ICUで働いているが、AKIに対しての認識(mortalityのindependent risk factor)が甘くアセスメントが曖昧(なんとなく輸液)と感じる。どうして尿沈査をみないんだろう、簡便で非侵襲的で有用な情報が得られるのに…と他人事のようにぼーっと思案していたが、それを広めるのが私の役目だろうが!と頭を金槌でなぐられたような気分になった。私がこの病院にいる限り、この病院の研修医は少なくともこの写真をみて所見を言えて、臨床的意義を理解し、どうマネジメントするかを知らなくてはならない。
私からしたら基本的なことだが、それは私がそういう訓練を受けたからだ。逆に、まだこれを見て研修医が「円柱は円柱だけど…うーん…よく分からないです…何か小っさくてワサワサしたのがいっぱい入ってるけど…」とか自信なさげに答えるのは、そういう訓練を受けてこなかったからだ。私からしたら尿沈査などよりよほど煩雑で面倒くさい(服が汚れる)Gram染色を研修医が嬉々としてやるのは、そういうふうに動機づけられているわけで、尿沈査も「布教」しなければならない。そしてその主唱者は、私だ。

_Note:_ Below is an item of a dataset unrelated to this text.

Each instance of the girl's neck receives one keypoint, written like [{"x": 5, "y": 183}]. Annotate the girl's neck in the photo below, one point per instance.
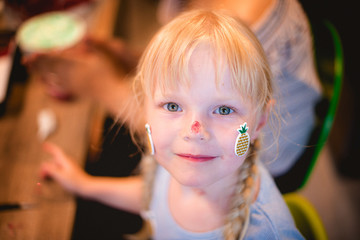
[{"x": 200, "y": 209}]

でも、ひとりでやるのは、大変だなあ…。いつのまにか遠心分離機が倉庫にしまわれてしまったように、うちの腎臓内科では腎臓病のアセスメントに尿沈査を活用することが慣習化しなかった。半年自分なりに「布教」したのに誰も「改宗」してくれなかったのは残念だが、慣習はそう簡単には変わらないから仕方のないことで、これから少しずつやっていけばいい。とりあえず、ICUのAKIは尿沈査を研修医(場合によっては後期研修医)に見せるようにしよう。